Thursday, November 18, 2010

Quirky Kids

My classes this term are rather uninspiring. I have a handful of bright and interested students, but the dead wood they have for classmates pretty much ensures that a cloud of doom hangs over most of the class meetings.

My approach to this has been to complain on FaceBook and just forge ahead, making my own fun. I've let myself spin off into many "non-traditional" areas in all the classes - - liberally discussing contraceptives in the survey course and tackling homonormativity in the women's history class. Hey, it was what I was thinking about at the time and I thought maybe it would be good to model intellectual processing/curiosity for them. Oh yeah, and talking about sex and sexuality tends to bring the focus back to me.

Anyway... there was a lighthearted moment the other day that I thought I would share. In my Tuesday afternoon survey (deadly time slot: 3-5:50pm), while I was prattling on about post-war suburbanization and urban renewal, a young, bright, but goofy student raised his hand:

"Yes, K___?"

"I'm sorry to interrupt you, but there is a really big spider right here and I was wondering if I could just take it outside."

Needless to say, there was a lot of head-shaking and laughter from the class.

I told him go ahead if that is what he needed to do. And he did. And then I got back to the Housing Act of 1949 and how it isn't really about housing...

I actually really like this student. He does read. He got very curious about Minor v. Happersett and looked up the court decision while I was discussing it and then read a couple of juicy bits from the decision for the class in order to illustrate my interpretation. He has written very non-traditional papers and essays, but they showed a level of engagement and thinking that earned him good (though not outstanding) grades. Okay, he interrupts a lecture to save a spider and the other students must think him nuts, but I like him. I'll take a creative spider-saver over a plays-it-safe regurgitator any day, given the choice.

Tuesday, November 16, 2010

Things I recently learned from my students:

1) Many of them -- the traditionally aged ones anyway -- don't know what "blue-collar" and "white-collar" mean.

2) Many of them are highly critical of the class system in the 1950s (they've been reading Vance Packard's The Status Seekers) and its emphasis on appearances, material possessions, family background, etc. in determining status. They believe that that has all somehow been magically fixed for them. They believe that they now live in a society where individual ability and individual worth are truly appreciated and rewarded.

The first one is just a kind "hunh" look how far we have come sort of observance. This is not a designation I have really had to "teach" before.

The second one, however, well, that one gives me more pause and I find myself staring at them with a combination of pity and concern... and maybe just a tiny bit of alarm.

Monday, November 15, 2010

Overload

That's it. I reached some sort of saturation point. I thought I was going to have to poke my eyes in order to relieve the pain of this afternoon's faculty senate meeting where 20 people were trapped at a conference table while the chair drifted off into minutiae over procedure.
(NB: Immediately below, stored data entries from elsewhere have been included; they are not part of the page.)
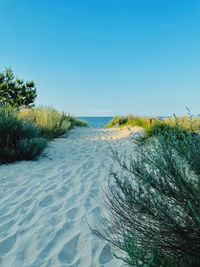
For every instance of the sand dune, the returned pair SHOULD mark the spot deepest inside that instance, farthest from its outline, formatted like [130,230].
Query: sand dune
[45,203]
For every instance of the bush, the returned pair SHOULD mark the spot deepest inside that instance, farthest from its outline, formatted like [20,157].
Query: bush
[51,122]
[14,92]
[77,122]
[18,140]
[154,201]
[129,120]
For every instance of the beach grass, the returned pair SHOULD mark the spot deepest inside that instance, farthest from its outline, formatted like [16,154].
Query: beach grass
[51,122]
[19,140]
[24,133]
[129,120]
[153,201]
People, rule #1 of meetings containing more than 3 people is DON'T TRY TO WRITE POLICY OR PROCEDURES. Useless waste of my time (and the chair was 10 minutes late to start the meeting!).

Then, I fly home to release the hound and run him around before I summon up all my courage and attend the Parent Advisory Board meeting at O's elementary school. It was as bad as I expected. The cuts to the school budget and the addition of 80 kids to the school have left everyone frazzled and the discussion was raw. The PAB is trying to plug the holes of left by the budget readjustment plan and, frankly, we can't. We can't raise money to replace the swings, fund a bus for a field trip for every class, supplement the art teacher's whopping $75 supply budget, pay teachers to run after school programs, and fund the music program. It is bleak. Teachers fear for their jobs and don't feel like they can ask for help and all the PAB can think to do it to desperately try to raise them some funds.

There was much more to my day but it is too depressing to record. It has all just left me feeling rather hopeless about it all...about my students, my colleagues, my kids' schools, my ability to work on my book. Really, I don't feel like I can take the time to write, let alone think.

And then there is Detroit... Detroit Public Schools has asked UMD to partner with them on a Teaching American History Grant. I've been involved in two for other school districts and I'd be happy to be involved in this one, but there is no one on the UMD side able to lead it. So, I should do it. The school system needs it -- only something like 9% of social studies teachers in the district had any history classes as undergraduates, yet most teach history. But where is the energy for that supposed to come from? Where can I find the energy to deal with yet another fucked up bureaucracy?

Thursday, November 4, 2010

Gems from the draft box...

On the theory that it is better to laugh then cry, I share with you these gems from the most recent midterm season...

"I'm sorry I missed the exam, my liver hurt."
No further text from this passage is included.